Bicara soal kebahagiaan, mari kita bahas Le Bonheur. Film yang dibuat pada 1965 ini menyentil isu perselingkuhan yang terjadi dalam suatu relasi formal. Seorang laki-laki dengan mudahnya mengatakan mencintai dua perempuan sekaligus dan para perempuan menerimanya, mau tak mau. Sekilas, akhir cerita yang ditampilkan Varda tampak mengamini konsep dominasi laki-laki atas perempuan. Namun, saya justru melihatnya sebagai satir yang sengaja disuguhkan. Jika khalayak jeli, Le Bonheur turut menyuarakan korelasi antara perempuan dengan dikotomi ruang. Varda menunjukkan perspektif umum tentang perempuan yang berkutat di ruang privat sebagai figur yang lemah lembut, keibuan, serta pasif. Sedangkan perempuan yang menunjukkan eksistensinya di ruang publik dicirikan bersifat aktif, persuasif, sensual, dan liar.

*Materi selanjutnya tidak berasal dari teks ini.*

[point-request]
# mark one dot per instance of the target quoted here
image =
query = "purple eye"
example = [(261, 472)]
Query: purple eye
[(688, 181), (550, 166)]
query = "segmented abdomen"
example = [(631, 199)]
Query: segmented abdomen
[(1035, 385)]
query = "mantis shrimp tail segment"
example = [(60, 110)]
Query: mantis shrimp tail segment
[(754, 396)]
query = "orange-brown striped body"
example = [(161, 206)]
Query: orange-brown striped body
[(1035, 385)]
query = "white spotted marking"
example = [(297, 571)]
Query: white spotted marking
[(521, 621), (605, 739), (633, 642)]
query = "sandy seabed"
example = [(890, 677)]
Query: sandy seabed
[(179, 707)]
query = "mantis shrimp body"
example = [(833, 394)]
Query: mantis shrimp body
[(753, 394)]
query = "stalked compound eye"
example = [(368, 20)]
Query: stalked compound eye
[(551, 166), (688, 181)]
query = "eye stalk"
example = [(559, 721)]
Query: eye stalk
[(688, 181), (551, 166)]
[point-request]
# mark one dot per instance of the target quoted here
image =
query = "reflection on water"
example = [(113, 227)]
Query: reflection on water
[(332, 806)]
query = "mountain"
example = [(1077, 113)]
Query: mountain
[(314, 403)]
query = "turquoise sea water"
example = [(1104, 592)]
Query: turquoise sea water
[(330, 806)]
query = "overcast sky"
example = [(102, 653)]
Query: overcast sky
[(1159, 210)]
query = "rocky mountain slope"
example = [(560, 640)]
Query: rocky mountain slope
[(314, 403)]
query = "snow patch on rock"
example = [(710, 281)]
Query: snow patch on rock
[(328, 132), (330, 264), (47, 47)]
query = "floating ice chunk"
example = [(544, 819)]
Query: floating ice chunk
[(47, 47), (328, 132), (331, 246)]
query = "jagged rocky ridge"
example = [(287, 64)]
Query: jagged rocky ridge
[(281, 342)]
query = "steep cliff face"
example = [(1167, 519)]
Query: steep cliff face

Semakin ke depan, film-film Agnès Varda semakin berani menyuarakan feminisme. L’Une Chante, L’Autre Pas (1977), karyanya yang paling vulgar menyuarakan mosi aborsi. Pada masa pembuatan film ini, Varda merupakan satu dari 343 perempuan di Perancis yang menandatangani petisi tentang aborsi legal. Dalam sudut pandang sebagian penganut feminisme, aborsi legal adalah perwujudan mutlak hak perempuan atas tubuhnya sendiri.

Karya Varda yang membabat habis stereotip bentuk ideal yang dibebankan pada perempuan adalah Sans Toit ni Loi (1985), atau lebih dikenal dengan Vagabond. Film bergaya dokumenter semu menggunakan alur mundur tentang perempuan yang menghabiskan hidupnya di jalan, tanpa atap yang menjadi peneduh maupun aturan yang membatasi. Narasi film diambil dari multi-perspektif subjek-subjek yang bertemu Mona, tokoh utama, beberapa saat sebelum kematiannya. Varda berhasil membangun karakter perempuan kuat pada sosok Mona, hingga membungkam karakter para tokoh laki-laki yang ada di situ. Idealisme yang menolak dikebiri oleh batasan. Kebebasan sebagai harga mati. Ditunjang dengan ketahanan fisiknya menebas kondisi alam yang berubah-ubah. Mona digambarkan keras kepala serta pembangkang. Membuat siapapun yang bertemu dengannya kewalahan tetapi mengagumi ketangguhannya di saat bersamaan. Terlihat jelas, Varda mengecundangi fetisisme sebagaimana kerap tersaji dalam film yang memanjakan mata laki-laki. Melalui keengganan Mona untuk mandi dan berganti baju, menjadikannya dekil. Tidak ada satu bagian tubuhpun yang pantas dilucuti oleh kamera secara erotis. Meski demikian, kritik akan kesengsaraan yang diemban oleh perempuan tetap saja diunggah. Pada salah satu adegan di mana Mona ditimpai tindak perkosaan, Varda membukakan mata khalayak tentang realitas yang terjadi. Sampai sekarang, jalanan sebagai simbol ruang publik bukanlah milik perempuan. Perempuan masih dihantui oleh tindak pelecehan seksual. Bukti bahwa hak atas tubuhnya belum terlegitimasi dan terlindungi penuh, baik secara kultural maupun struktural.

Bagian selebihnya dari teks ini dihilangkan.